“Not see me at the concert?” she swiftly considered. To listen to Bartok with Karl would be pleasant. Without him....
“Why don’t you come to dinner with us Thursday night?” she said. “Then we can all go together.” She smiled, not a little pleased at her brilliant inspiration.
“I don’t like to barge in on your parents. They don’t know me—”
“That doesn’t matter. Mother adores me to have company. You see, we never fuss.”
“Well, if Uncle Yahn doesn’t feel deserted, it’s a deal. I’d love to know two such artists as John and Minna Lurie!”
When he was long out of sight, Judy recalled she didn’t even know his name or his uncle’s. She thought how she would inform her mother. “I’ve asked Karl whose uncle owns the Swiss Shop to have dinner with us.” “Karl who?” her mother was sure to ask. “Oh, I’ll cross that bridge when I come to it,” Judy’s solution to any vexing problem.

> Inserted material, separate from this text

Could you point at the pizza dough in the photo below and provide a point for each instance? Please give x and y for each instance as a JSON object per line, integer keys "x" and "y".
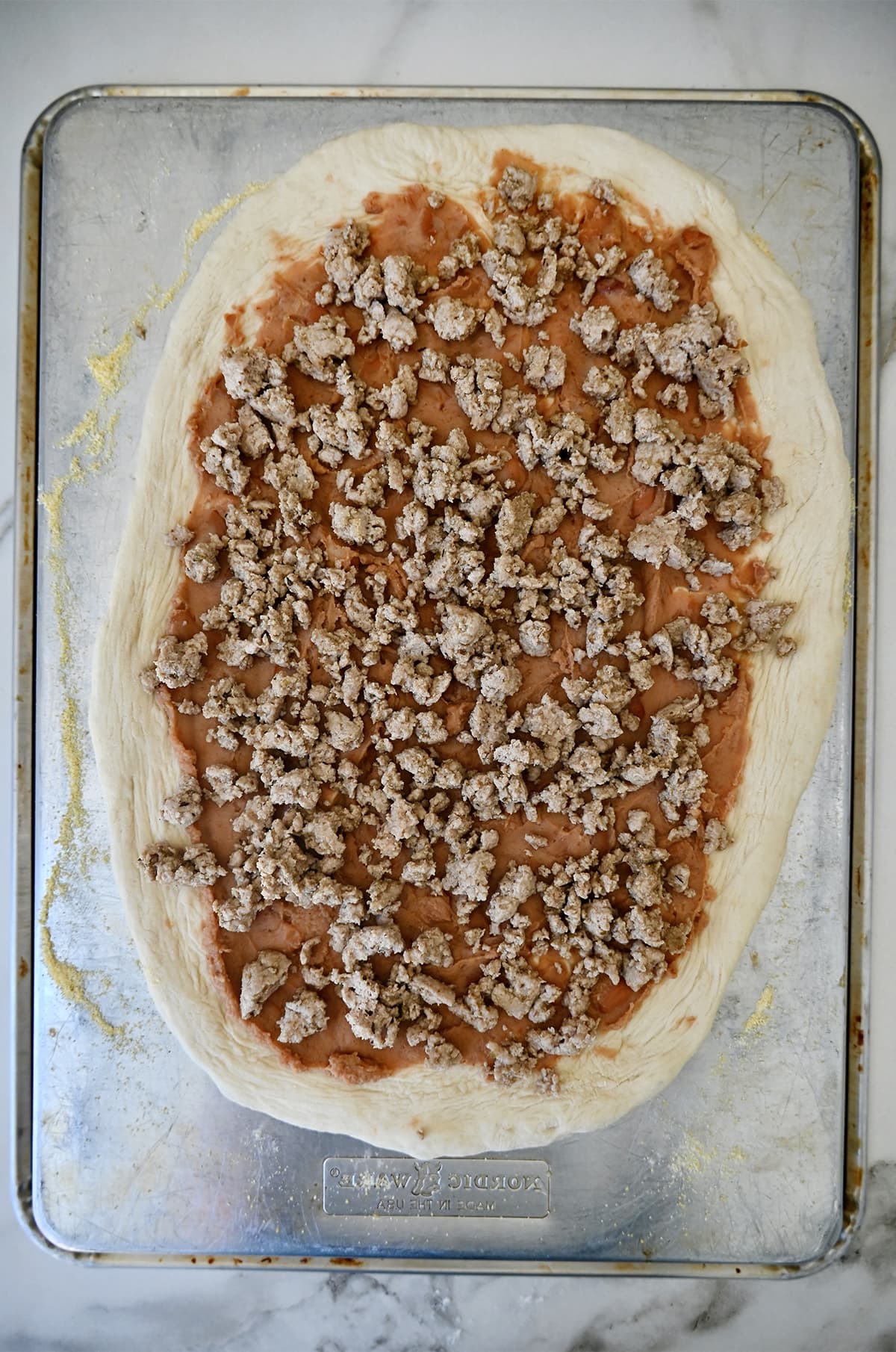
{"x": 455, "y": 1110}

She went back to the bench. There was still an hour or more before her mother would arrive home. With considerably less enthusiasm than usual, Judy took out pen and paper to continue the letter to her grandparents begun the day before. She was filling pages, so she imagined, but the pen remained quiet in her hand. Her thoughts were of Karl. What was his life like, living with strangers who took him in out of pity? And his father! She shuddered. She knew something of those vague, unbelievable horrors of the Nazis. But it was all so long ago. Nobody seemed to remember any more. Why?
She folded the still unfinished letter and put it in her bag. Tomorrow, she promised herself, she would write a real letter to them—tell them about Karl. They will understand his sufferings. They will love him.
They will love him! Why only “they”? Why not—“There I go letting my imagination run wild.” And smiling to herself, she collected her possessions and walked leisurely toward her home.